- Artist: Hannah Höch
- Year: 1919
- Type: collage
- Dimensions: 43.7 cm × 34.6 cm (17.2 in × 13.6 in)
- Location: Berlinische Galerie; Berlin;

= Dada-Review =

1919 collage by Hannah Höch

Dada - Review (German: Dada-Rundschau) is a photomontage created by the German artist Hannah Höch in 1919.

==Description==
The work measures 43.7 × 34.6 cm and is in the collection of the Berlinische Galerie in Berlin, Germany.

==Analysis==
In 1919, Hannah Höch began to use photomontage technique in Dada. Despite her traditional artistic education, she continued until the end of life to create her works using a collage technique that combined clippings of print media. In Dada - review, different fragments of text and images depict a grotesque political kaleidoscope.

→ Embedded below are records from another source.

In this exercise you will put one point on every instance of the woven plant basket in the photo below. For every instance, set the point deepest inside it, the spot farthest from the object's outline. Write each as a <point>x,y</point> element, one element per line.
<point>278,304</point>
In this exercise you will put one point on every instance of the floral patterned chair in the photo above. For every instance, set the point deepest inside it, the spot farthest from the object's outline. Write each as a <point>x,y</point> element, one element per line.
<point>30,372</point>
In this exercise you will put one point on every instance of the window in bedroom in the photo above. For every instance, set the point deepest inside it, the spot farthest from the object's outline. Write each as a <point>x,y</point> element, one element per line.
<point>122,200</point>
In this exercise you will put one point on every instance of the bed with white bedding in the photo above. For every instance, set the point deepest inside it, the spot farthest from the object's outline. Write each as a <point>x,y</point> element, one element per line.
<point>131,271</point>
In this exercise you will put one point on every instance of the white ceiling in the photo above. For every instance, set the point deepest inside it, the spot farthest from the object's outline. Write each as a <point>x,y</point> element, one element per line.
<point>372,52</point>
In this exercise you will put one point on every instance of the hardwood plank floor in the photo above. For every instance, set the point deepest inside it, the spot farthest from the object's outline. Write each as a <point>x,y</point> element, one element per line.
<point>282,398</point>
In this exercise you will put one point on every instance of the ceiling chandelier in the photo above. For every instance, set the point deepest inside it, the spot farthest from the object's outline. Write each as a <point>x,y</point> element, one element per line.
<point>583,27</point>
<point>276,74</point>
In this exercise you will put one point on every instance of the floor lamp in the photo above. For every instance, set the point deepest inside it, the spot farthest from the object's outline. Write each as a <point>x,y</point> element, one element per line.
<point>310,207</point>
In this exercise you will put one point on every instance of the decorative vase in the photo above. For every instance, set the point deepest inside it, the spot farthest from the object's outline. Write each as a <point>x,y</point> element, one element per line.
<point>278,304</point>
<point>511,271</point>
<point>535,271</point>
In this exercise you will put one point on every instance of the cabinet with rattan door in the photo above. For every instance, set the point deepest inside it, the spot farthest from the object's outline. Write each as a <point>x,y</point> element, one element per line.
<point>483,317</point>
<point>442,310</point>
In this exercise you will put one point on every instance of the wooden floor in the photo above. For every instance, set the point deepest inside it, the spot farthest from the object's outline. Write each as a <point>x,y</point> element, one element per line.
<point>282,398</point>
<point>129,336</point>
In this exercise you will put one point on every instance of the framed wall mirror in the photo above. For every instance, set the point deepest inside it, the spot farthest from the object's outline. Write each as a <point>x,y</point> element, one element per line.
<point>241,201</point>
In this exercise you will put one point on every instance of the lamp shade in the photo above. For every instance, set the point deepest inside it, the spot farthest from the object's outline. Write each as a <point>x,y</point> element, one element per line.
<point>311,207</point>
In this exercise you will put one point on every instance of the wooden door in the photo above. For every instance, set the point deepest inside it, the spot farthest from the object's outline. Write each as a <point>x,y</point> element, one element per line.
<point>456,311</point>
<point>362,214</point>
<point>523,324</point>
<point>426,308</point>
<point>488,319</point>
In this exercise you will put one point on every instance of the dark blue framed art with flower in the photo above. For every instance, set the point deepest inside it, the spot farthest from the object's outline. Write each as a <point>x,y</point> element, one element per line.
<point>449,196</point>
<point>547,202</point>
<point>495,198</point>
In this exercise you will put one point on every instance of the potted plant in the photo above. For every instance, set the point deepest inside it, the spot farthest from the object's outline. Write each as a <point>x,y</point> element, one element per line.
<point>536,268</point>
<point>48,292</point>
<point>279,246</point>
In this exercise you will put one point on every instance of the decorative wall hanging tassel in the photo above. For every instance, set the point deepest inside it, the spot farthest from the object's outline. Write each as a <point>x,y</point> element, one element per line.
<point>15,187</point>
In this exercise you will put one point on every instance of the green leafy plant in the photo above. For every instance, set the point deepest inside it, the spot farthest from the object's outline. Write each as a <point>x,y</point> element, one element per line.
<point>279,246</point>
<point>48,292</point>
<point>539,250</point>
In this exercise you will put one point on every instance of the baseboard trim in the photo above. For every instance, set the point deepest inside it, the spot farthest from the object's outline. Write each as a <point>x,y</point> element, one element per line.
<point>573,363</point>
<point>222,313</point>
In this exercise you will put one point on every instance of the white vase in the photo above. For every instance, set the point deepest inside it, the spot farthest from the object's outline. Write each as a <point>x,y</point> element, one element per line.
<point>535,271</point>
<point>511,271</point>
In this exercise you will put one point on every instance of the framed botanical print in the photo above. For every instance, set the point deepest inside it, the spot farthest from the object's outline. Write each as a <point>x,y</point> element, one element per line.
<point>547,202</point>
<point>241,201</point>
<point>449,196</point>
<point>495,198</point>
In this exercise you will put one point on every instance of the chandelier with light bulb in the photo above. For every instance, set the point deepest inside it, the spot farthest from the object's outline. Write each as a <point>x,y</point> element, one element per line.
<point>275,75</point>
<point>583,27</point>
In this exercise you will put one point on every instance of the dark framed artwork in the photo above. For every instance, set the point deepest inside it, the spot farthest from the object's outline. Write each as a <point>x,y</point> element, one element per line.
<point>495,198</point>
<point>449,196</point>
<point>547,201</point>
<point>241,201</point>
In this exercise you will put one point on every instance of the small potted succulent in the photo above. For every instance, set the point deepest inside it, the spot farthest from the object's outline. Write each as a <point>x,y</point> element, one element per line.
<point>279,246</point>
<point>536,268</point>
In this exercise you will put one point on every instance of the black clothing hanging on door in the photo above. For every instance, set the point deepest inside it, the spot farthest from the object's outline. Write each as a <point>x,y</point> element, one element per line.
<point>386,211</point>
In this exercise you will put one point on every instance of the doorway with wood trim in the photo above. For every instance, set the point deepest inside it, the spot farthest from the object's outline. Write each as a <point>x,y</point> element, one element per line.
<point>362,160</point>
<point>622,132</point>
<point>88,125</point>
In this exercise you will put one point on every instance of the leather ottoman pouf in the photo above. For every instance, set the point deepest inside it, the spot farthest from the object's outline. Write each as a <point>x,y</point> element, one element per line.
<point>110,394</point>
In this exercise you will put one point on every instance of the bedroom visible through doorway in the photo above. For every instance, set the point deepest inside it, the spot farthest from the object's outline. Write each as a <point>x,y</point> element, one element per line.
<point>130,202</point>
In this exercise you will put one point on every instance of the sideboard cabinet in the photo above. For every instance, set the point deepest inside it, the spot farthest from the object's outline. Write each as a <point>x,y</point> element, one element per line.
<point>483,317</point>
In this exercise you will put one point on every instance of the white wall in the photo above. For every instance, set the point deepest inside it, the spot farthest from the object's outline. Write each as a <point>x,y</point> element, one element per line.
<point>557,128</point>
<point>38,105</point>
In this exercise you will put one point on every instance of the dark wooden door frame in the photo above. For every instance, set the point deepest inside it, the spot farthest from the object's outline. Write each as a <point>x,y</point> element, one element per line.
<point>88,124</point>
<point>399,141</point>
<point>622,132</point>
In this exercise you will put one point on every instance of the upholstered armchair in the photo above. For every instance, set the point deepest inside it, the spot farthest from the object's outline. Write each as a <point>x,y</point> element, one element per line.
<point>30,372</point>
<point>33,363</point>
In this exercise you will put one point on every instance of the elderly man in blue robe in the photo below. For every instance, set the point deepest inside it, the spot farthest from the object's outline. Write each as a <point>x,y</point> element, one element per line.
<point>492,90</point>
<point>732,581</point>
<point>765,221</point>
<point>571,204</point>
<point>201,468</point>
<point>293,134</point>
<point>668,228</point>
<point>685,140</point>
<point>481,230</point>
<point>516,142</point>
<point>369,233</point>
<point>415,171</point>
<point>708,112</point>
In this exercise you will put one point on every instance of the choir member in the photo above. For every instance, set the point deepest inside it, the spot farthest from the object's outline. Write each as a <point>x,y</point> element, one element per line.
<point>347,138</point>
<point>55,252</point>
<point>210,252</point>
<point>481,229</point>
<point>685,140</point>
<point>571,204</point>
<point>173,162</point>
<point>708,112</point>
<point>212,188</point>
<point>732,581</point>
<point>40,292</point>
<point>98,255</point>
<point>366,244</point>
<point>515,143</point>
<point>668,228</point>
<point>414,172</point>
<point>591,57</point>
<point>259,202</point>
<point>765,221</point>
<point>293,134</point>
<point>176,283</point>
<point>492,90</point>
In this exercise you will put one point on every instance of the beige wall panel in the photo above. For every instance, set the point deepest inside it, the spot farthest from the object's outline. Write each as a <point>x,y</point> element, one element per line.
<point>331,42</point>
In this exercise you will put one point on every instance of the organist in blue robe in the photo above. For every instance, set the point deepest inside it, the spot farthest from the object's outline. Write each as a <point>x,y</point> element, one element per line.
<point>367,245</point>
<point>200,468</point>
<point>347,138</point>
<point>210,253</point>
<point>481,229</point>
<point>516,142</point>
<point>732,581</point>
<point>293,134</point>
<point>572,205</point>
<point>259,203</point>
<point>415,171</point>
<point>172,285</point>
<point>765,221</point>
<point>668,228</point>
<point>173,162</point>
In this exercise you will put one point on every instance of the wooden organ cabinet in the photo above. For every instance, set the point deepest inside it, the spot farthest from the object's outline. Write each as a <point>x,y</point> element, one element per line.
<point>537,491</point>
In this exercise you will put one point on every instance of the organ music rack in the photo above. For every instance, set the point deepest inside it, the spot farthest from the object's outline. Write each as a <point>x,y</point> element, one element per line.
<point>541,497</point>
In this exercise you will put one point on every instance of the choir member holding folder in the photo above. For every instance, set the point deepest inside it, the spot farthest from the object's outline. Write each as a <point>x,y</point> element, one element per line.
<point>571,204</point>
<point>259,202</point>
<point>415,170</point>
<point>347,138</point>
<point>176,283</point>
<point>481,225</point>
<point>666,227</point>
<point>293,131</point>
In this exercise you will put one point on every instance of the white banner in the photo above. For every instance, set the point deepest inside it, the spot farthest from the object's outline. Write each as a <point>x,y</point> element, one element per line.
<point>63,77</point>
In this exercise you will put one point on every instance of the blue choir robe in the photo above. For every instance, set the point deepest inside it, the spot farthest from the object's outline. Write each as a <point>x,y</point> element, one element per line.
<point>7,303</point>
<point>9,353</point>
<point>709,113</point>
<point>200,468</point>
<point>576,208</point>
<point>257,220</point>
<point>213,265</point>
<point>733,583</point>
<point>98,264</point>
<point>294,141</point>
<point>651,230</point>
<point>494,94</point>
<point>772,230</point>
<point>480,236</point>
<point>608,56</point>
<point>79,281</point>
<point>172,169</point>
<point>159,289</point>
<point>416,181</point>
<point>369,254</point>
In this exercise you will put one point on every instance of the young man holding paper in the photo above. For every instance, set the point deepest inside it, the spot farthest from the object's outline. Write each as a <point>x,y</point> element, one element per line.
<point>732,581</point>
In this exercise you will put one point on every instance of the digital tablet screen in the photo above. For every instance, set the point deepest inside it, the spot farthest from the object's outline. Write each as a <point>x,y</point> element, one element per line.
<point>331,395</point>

The collage is a sectional view of the period after World War I. It is possible to recognize faces of German President Friedrich Ebert in a swimsuit and US President Woodrow Wilson as an angel of peace. There is ridicule, changing perspectives and proportions, and between them words and letters. Höch is the only female Berlin Dadaist who used photomontage to parody "giant global absurdities" using photos, headlines and advertisements from magazines.